As dusk falls, residents of Lhamoidzingkha drungkhag ready their candles and switch on the solar bulbs.

It is no coincidence, but a way of life for the residents of Karmaling, Lhamoidzingkha, and Nichula gewogs.

Every monsoon, they adjust their lives according to the erratic power supply in the area.

Residents also claimed erratic power supply has hampered service delivery.

A gewog official said that without constant power supply, it was challenging to provide services as these services are mostly online. “When there is no power supply, we just waste our time waiting for it.”

Another official said when the light is restored, internet is down. “Sometimes, work done in a day is zero.”

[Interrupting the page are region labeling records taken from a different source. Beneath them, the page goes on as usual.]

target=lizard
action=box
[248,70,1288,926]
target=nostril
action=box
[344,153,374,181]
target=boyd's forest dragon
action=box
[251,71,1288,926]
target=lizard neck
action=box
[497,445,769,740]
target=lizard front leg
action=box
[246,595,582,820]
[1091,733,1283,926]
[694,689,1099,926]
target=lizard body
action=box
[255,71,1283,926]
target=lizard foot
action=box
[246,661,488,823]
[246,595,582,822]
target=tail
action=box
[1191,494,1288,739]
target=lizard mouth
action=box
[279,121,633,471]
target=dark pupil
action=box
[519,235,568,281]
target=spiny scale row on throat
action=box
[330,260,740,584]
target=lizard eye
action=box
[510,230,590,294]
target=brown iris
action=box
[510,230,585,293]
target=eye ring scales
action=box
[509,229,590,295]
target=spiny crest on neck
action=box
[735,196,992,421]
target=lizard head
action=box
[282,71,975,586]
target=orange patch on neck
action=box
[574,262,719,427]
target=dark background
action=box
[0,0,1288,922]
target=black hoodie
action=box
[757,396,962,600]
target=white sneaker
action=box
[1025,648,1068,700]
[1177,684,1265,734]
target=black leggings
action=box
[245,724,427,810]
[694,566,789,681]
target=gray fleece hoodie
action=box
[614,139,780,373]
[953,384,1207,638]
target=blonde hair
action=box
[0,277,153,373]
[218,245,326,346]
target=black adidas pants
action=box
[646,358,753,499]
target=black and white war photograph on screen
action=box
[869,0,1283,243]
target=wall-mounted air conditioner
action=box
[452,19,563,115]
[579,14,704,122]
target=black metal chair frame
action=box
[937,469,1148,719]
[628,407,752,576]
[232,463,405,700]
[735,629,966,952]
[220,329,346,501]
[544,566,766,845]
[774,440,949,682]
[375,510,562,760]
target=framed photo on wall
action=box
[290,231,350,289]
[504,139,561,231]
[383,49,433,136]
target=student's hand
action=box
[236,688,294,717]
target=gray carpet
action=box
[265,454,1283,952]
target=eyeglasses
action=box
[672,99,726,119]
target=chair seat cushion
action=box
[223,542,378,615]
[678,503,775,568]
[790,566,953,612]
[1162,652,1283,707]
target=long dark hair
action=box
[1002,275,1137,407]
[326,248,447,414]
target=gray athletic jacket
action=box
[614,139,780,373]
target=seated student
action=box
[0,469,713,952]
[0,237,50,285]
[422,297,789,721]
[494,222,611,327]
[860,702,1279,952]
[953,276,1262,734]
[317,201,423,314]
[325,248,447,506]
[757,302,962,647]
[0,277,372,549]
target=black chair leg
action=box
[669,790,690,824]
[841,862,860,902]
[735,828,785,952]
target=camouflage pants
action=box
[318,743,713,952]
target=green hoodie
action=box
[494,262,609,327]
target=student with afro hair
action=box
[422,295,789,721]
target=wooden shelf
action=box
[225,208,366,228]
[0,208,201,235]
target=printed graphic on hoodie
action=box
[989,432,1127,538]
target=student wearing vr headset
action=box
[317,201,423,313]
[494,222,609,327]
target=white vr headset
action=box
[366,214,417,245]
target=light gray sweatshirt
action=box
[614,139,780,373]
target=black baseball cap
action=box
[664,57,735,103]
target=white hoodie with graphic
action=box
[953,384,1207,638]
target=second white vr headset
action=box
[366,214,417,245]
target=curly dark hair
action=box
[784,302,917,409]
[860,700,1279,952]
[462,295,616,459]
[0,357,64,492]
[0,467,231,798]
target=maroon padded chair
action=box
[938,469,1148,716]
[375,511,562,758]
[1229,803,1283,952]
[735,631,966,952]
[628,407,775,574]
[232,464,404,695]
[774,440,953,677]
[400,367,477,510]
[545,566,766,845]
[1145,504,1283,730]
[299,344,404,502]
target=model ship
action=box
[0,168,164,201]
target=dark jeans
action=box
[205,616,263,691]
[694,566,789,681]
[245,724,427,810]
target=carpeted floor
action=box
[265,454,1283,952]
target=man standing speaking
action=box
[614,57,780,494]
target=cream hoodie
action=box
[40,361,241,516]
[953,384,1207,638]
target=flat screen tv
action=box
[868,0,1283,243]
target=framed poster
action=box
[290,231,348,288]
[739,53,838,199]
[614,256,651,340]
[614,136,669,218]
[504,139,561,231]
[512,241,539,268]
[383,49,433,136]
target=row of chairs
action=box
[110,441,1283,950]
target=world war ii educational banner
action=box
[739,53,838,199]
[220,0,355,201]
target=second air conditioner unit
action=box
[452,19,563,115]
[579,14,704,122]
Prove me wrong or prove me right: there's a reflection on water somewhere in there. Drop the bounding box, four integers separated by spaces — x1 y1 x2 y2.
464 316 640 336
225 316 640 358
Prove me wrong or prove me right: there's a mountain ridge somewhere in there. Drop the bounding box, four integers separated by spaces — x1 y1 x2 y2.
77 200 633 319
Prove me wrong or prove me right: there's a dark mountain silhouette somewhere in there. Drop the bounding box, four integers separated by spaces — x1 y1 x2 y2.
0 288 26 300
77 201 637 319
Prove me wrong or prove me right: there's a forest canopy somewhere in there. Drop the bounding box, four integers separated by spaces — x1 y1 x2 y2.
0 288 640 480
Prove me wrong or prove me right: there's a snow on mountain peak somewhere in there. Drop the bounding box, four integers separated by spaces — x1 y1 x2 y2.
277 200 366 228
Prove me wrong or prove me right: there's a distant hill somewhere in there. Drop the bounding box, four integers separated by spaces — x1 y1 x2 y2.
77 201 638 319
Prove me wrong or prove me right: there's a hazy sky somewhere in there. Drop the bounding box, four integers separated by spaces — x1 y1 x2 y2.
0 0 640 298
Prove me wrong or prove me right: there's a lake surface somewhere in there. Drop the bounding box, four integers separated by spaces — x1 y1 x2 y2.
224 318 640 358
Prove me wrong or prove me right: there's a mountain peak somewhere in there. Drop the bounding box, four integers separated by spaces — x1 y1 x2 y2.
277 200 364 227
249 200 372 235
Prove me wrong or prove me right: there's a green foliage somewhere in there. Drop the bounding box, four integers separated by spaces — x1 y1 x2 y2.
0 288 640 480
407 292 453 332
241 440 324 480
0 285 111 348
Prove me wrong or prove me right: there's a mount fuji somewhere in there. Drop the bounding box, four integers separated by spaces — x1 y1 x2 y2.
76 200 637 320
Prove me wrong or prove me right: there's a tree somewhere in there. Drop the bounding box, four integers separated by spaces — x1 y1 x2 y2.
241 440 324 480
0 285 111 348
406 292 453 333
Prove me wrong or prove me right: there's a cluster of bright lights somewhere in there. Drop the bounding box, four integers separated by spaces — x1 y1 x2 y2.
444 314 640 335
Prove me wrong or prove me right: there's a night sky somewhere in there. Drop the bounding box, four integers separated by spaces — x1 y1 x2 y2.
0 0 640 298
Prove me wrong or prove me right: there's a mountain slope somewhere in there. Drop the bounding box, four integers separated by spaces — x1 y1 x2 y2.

A restaurant owner in Lhamoidzingkha town said that she always keeps a supply of LPG gas at home, which has become more expensive in recent months.

“We don’t have much choice. When we complain to relevant authorities, they have excuses,” she said.

A Nichula resident, Bhim Nath Kafley, said power supply issue is serious in the gewog.

Located in the extreme south of the country, the temperatures in these gewogs during summers are as high as 40 degree Celsius.

Elephants, mithuns, and snakes roam the night in the plains filled with thickets and undergrowth.  People use torchlights to chase away elephants.

“If our town is sufficiently lighted, these preys will keep away,” a resident said.

Lhamoidzingkha gup Surja Bahadur Limbu said that in the past, the power blackout lasted for weeks.

He, however, said that after transmission of 400kV was temporarily used from Dagachu substation, the problem was resolved for some years.

Currently, these three gewogs use power supply from Gedu substation.

“We were told that there were technical issues in transmission line,” he said, adding that the line from Gedu substation was not reliable.

On May 18, there was outage for half-day and a night. The power was restored yesterday but was erratic.

The problem, according to Bhutan Power Corporation officials in Lhamoidzingkha was a result of rain and windstorms in Gedu.

An official said that the power supply for Lhamoidzingkha drungkhag was drawn from Gedu substation, as the power from Dagachu was required in other projects.

“The substation in Gedu cannot supply to all three gewogs. There are plans to install more substations,” he said, adding that the drunkhag’s distance from the Gedu substation also disrupted the supply in the region.

Last month, windstorm affected the power supply in the drunkhag. It took three days to restore.